Porém, a partir de 1830 as coisas começam a melhorar gradualmente. Em 1833 o Parlamento Inglês buscou limitar a exploração que os empregados sofriam através de novas leis, começando na indústria do algodão, e posteriormente se estendendo a trabalhadores de outras áreas. No mesmo ano, a Lei de Fábricas (Factory Act), limitou que abaixo de 9 anos as crianças eram proibidas de trabalhar, não podendo trabalhar mais do que 8 horas diárias se tivessem 9 a 13 anos, e 12 horas diárias se tivessem 14 a 18. Proibia as crianças de trabalhar durante a noite e obrigava que elas tivessem pelo menos duas horas de educação diariamente. Em 1844, a mesma lei limitou até 12 horas o horário de trabalho para  homens, mulheres e crianças. As máquinas consideradas perigosas deveriam ser colocadas em um espaço separado, e ela também impôs regulações sanitárias. Três anos mais tarde, a Lei de Fábricas limitou novamente o horário de trabalho, dessa vez para até 10 horas.

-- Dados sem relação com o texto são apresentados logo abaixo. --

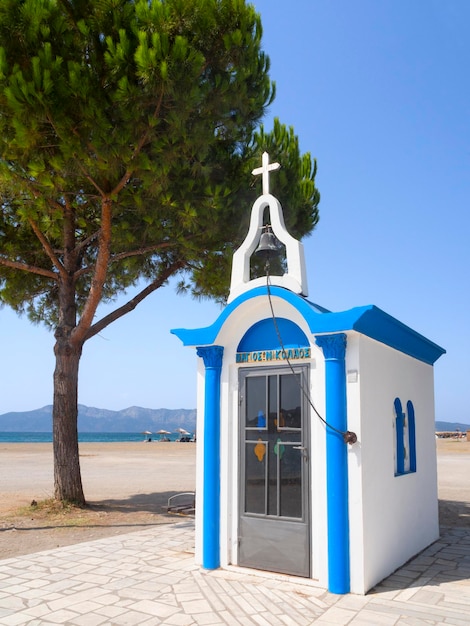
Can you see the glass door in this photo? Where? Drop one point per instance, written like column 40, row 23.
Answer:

Os sindicatos começaram a ganhar cada vez mais força. No entanto, mesmo quando muitos trabalhadores da mesma área se associavam, a exemplo da Sociedade Amalgamada de Engenheiros (Amalgamated Society of Engineers), de 1851, apenas buscavam melhorar a situação das suas profissões, e não dos trabalhadores das demais áreas. Buscou-se então uma colaboração entre todos os sindicatos diversas vezes, mas foi apenas em 1868, com o surgimento do Congresso Sindical (Trades Union Congress – TUC), que os trabalhadores realmente conseguiram um poder ainda maior. Os sindicalistas conseguiram maiores avanços quando optaram pelo diálogo e negociação com as empresas, abordagem essa chamada de  Novo Modelo de Sindicalismo (New Model Unionism).

Ao longo de sua trajetória, o sindicalismo passou por diversas transformações,e  foi influenciado por diversas correntes ideológicas, o que conferiu uma certa flexibilidade ao movimento, que adotou, em diferentes momentos, ideias reformistas, comunistas, populistas, entre outras.

“Campesino: A revolução te dará a terra”

Autor:  Bauset (1936). Espanha.

Além da vertente socialista e comunista de muitos sindicatos, existiu com maior protagonismo uma outra corrente denominada anarquista, também chamada de sindicalismo revolucionário⁶. Surgindo no final do século XIX e ganhando projeção no século seguinte, os anarcossindicalistas defendem o fim do Capitalismo e do Estado. 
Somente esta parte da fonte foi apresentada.